Only about 20 percent of New Jersey residents, in fact, are exposed to fluoride in water, which makes it the fourth least fluoridated state in the country. But state legislators in the Garden State are currently trying to change this by passing legislation that would mandate all public water supplies in the state to fluoridate their water.
Sponsored by Democratic State Senators Joseph F. Vitale (http://www.njleg.state.nj.us/members/BIO.asp?Leg=175) and Loretta Weinberg (http://www.njleg.state.nj.us/members/BIO.asp?Leg=260), NJ Senate Bill S-959, the New Jersey Public Water Supply Fluoridation Act, and its identical companion legislation, Assembly Bill 1811, would require “the fluoridation of all public community water systems in New Jersey.”
According to the Fluoride Action Network (FAN), a health freedom advocacy group, the New Jersey legislature has been working towards enacting these new fluoridation laws without telling the public or seeking appropriate public input.
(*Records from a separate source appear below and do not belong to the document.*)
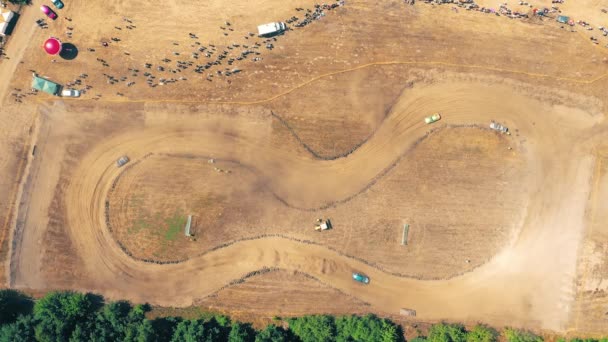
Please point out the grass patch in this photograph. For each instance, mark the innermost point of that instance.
(175, 224)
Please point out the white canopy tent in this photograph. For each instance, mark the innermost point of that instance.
(5, 18)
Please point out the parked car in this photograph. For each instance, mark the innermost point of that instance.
(360, 278)
(70, 93)
(432, 118)
(48, 11)
(498, 127)
(57, 3)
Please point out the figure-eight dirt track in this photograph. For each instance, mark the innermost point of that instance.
(325, 122)
(522, 284)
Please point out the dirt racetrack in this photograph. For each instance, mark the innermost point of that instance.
(505, 229)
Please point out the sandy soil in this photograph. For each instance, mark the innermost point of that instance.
(330, 123)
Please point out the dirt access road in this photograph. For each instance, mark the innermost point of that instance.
(553, 106)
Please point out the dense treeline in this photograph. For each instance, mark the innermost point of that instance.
(74, 317)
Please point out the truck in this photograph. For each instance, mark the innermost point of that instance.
(323, 225)
(271, 29)
(433, 118)
(360, 278)
(498, 127)
(122, 161)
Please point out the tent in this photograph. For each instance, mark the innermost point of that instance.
(46, 86)
(5, 18)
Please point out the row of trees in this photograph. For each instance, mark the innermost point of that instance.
(74, 317)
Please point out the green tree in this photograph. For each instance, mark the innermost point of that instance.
(482, 333)
(145, 332)
(58, 313)
(240, 333)
(319, 328)
(197, 331)
(418, 339)
(367, 328)
(272, 333)
(444, 332)
(514, 335)
(22, 330)
(12, 304)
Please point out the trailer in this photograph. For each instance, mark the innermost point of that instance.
(271, 29)
(407, 312)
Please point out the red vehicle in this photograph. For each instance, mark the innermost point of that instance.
(48, 11)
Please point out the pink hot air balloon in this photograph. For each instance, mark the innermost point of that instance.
(52, 46)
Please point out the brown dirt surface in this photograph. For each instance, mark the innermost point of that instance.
(150, 196)
(329, 123)
(283, 294)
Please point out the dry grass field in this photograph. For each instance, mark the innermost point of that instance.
(327, 122)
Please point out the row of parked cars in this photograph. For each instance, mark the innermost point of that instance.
(49, 12)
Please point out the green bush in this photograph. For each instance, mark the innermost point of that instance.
(514, 335)
(443, 332)
(482, 333)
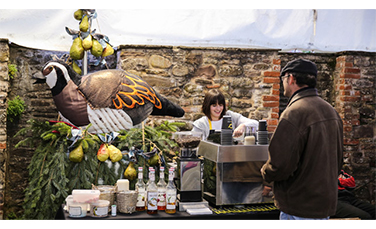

And outcry from those who oppose the legislation — the NJ League of Municipalities, the NJ Sierra Club, the NJ Business and Industry Association, the citizens’ group No Fluoride New Jersey, and even a number of local water companies and utilities across the state have all objected — appears to be going unheard.
“Since fluoride’s benefits are topical, it makes no sense to swallow fluoride and makes even less sense to put fluoride into drinking water when fluoridated toothpaste is available to everyone,” said Paul Connett, PhD, executive director of FAN and co-author of the book The Case Against Fluoride.
“Not only does this unfunded mandate completely strip away all local control of fluoridation, but requires local taxpayers to fund the estimated $5 billion start-up costs and the annual $1 billion cost to maintain the practice.”